Il a beau avoir obtenu un mandat fort à la dernière élection. Effet nul.
Il a beau faire face à un gouvernement libéral minoritaire, impopulaire, et une représentation importante du Bloc Québécois. Effet nul.
Le gouvernement Trudeau est intransigeant. Pire : les demandes du gouvernement l’ennuient de plus en plus. On ne prête même plus l’oreille au récital de la CAQ.
CETTE IDÉE QUI RÔDE
Si le gouvernement Legault est moindrement sérieux, il est temps qu’il change de stratégie en immigration.
Sinon, il risque de s’enfoncer dans un fédéralisme de lamentations, de plus en plus humiliant.
Cela concerne nécessairement le proverbial rapport de force avec Ottawa.
En d’autres mots : comment le gouvernement Legault peut-il forcer la main d’Ottawa pour qu’il réponde à ses demandes – soit de compenser et obtenir les pleins pouvoirs en immigration ?
Québec solidaire propose de rouvrir l’entente Québec-Ottawa de 1991 sur l’immigration. C’est une possibilité pour la CAQ de grappiller des gains ici et là.

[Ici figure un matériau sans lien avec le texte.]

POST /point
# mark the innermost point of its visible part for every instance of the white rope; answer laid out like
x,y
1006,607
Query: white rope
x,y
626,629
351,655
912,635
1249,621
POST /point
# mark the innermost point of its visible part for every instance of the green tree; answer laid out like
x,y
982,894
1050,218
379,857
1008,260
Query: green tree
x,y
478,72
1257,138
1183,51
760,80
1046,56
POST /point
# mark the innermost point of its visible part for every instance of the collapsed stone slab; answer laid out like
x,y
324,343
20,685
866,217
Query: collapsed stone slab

Il y a aussi la méthode Olivia Chow, mairesse de Toronto.
Pour faire face à l’afflux des demandeurs d’asile dans sa ville, elle a menacé de hausser les taxes de 6 % en soulignant les coupables – Justin Trudeau et Chrystia Freeland. Une pilule qui serait difficile à faire avaler.
Il y a une autre idée, qui rôde depuis un temps. Cette idée, c’est un référendum sectoriel pour rapatrier les pouvoirs en immigration du fédéral.
Des militants caquistes avaient proposé l’idée en 2022. Christine Fréchette, ministre de l’Immigration, ne l’avait pas exclu récemment.
Le PM, lui, a rejeté l’option. Pas nécessaire, selon lui.
Cela pourrait pourtant être une option pleine de sens pour la CAQ.
Les sondages indiquent que ce référendum serait largement gagnant. Le chef péquiste n’aurait pas d’autre choix que de l’appuyer, de jouer les seconds violons nationalistes derrière lui. Et qui, au Québec, oserait jouer au chef du camp du « non » ? Denis Coderre ?
Et Ottawa aurait l’obligation de négocier avec le Québec après un tel référendum. C’est prévu par un renvoi de la Cour suprême.
Voilà pour la CAQ une bonne façon de renouveler son discours autonomiste.
VOIES DE PASSAGE
François Legault a toujours écarté l’idée d’une « égalité ou indépendance » à la Daniel Johnson ou d’un « quoi qu’on dise, quoi qu’on fasse » à la Robert Bourassa pour que le Québec gagne un peu d’air dans le Canada.
C’est son choix. Or, il y a quand même des voies de passage s’il souhaite aller au-delà des slogans.
Mais peut-être le PM et son gouvernement ont-ils peur de récolter une tempête après avoir semé le vent.